Rick Porcello hasn’t turned out to be exactly what a lot of people thought he would when he was drafted in the 27th round of the 2007 amateur draft. He isn’t an ace, and he certainly doesn’t really ever overpower the opposition. It was hardly a shock to see that the Tigers were considering trading Porcello given their depth in the starting rotation and their holes in other departments, and it wasn’t surprising to see that a handful of teams were interested in the tall right-hander. What was surprising was just how massively underrated Porcello appears to be on the trade market.
The biggest shock to the system was to see that Detroit actually offered to deal Porcello to the Padres in exchange for a premium reliever, in this case Huston Street or Luke Gregerson. I get that Detroit’s very biggest area of weakness is most certainly its questionable bullpen, but the price of relief pitching should never reach such heights when it’s so volatile and unpredictable. Then again, maybe a lot of that has to do with just how undervalued Porcello’s skill set and Major League accomplishments are at this point in time.
Porcello won’t even turn 25 until December of this year, and by that time he will have already completed five full seasons at the highest level of professional baseball. That’s almost unheard of, and that sort of experience at such a young age is typically only associated with superstars. Porcello didn’t develop into a superstar, but he has shown that he happened to come out of the gate as a highly polished starter with some positive attributes. While he isn’t an ace, he’s about as good of a back-end starter as you’re likely to find, and unlike many back-end starters, he isn’t just filler. There is still room for improvement here.
Porcello has proven himself durable. While he hasn’t ever logged 200 innings, he’s made between 27 and 31 starts in every season of his young career. He’s also quite gifted when it comes to throwing strikes, as his career walk rate is a mere 2.3 per nine innings. Porcello has also been worth between 2.0 and 2.9 WAR in every season on his resume, and both his FIP and xFIP actually sunk below 4.00 in 2012 as his strikeout rate improved ever so slightly. These are all positive attributes, and when concerning a pitcher only 24 years of age, they point toward potentially greater things down the road.
On top of the minor statistical improvements, Porcello flashed a fastball that averaged nearly two MPH more than it did in 2011 last season. His pitches are bound to get sharper as he gets older, and his ground ball approach would definitely play better for a team whose infield didn’t consist of slow, awkward sluggers who clearly lie about their weigh on their ESPN player profiles.
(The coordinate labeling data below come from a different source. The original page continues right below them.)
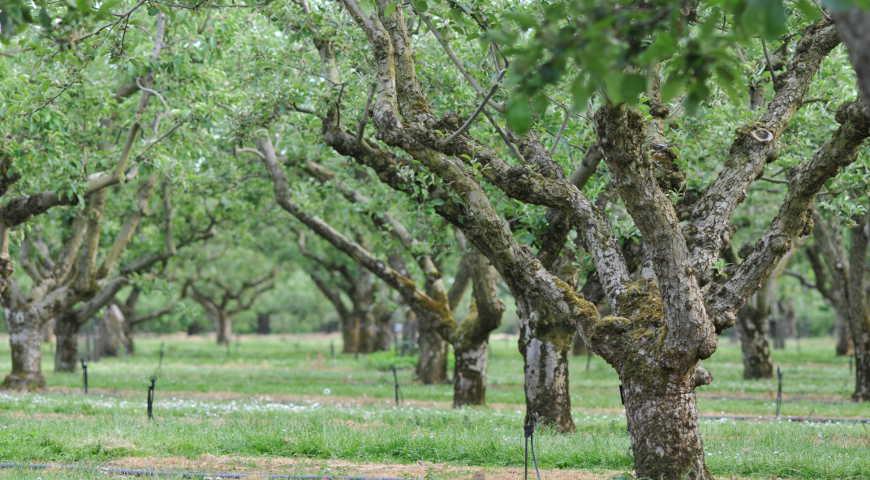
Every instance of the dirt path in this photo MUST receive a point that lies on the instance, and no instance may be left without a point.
(264, 466)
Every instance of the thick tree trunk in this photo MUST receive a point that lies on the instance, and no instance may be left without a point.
(66, 331)
(859, 310)
(224, 328)
(844, 337)
(862, 368)
(753, 343)
(663, 426)
(432, 362)
(469, 375)
(548, 400)
(25, 340)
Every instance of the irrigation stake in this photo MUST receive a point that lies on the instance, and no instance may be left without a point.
(84, 375)
(778, 391)
(395, 383)
(151, 398)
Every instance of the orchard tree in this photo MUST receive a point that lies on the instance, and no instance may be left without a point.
(665, 317)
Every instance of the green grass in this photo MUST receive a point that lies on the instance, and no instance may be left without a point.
(64, 427)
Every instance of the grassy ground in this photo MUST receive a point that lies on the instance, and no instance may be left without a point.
(281, 397)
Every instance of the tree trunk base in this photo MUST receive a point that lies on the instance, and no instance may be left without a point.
(548, 399)
(469, 376)
(24, 381)
(663, 426)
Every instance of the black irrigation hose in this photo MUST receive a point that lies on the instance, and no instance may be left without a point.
(794, 419)
(529, 434)
(135, 472)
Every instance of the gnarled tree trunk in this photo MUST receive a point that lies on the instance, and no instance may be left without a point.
(432, 362)
(859, 310)
(264, 326)
(844, 336)
(110, 333)
(66, 331)
(350, 341)
(471, 337)
(545, 374)
(469, 375)
(663, 424)
(25, 340)
(579, 346)
(382, 337)
(223, 327)
(753, 342)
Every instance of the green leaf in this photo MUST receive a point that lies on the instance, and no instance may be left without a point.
(581, 90)
(631, 86)
(519, 115)
(420, 6)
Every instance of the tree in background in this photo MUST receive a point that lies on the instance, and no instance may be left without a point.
(665, 316)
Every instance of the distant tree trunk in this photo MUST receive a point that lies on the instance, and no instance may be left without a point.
(410, 328)
(66, 331)
(753, 342)
(469, 377)
(548, 399)
(25, 340)
(382, 339)
(844, 337)
(263, 324)
(48, 331)
(471, 337)
(859, 310)
(110, 333)
(224, 328)
(350, 341)
(432, 362)
(579, 346)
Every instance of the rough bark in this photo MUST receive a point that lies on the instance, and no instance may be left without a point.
(859, 310)
(382, 336)
(66, 332)
(545, 374)
(843, 335)
(25, 341)
(662, 326)
(579, 347)
(263, 324)
(110, 339)
(432, 361)
(663, 425)
(471, 338)
(755, 349)
(223, 328)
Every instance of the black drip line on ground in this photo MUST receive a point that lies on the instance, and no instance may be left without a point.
(154, 473)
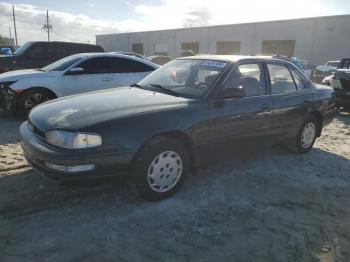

But let’s say Porcello never gets better and this is what he is. Even if that happens to be the case (which I don’t believe it is), he carries far more value than just about any reliever could ever provide in limited innings. Porcello takes the mound every fifth day, turns in solid but unspectacular work, and doesn’t kill himself with free passes. He’s the sort of pitcher that might wind up the recipient of an expensive three-year deal by a club desperate for pitching, so why should he only warrant a reliever in return? And that’s not even what other teams are offering, that’s what Detroit is asking! Baseball has come a long way in understanding what’s valuable and what’s not so valuable, but there’s still plenty of road left to be traveled.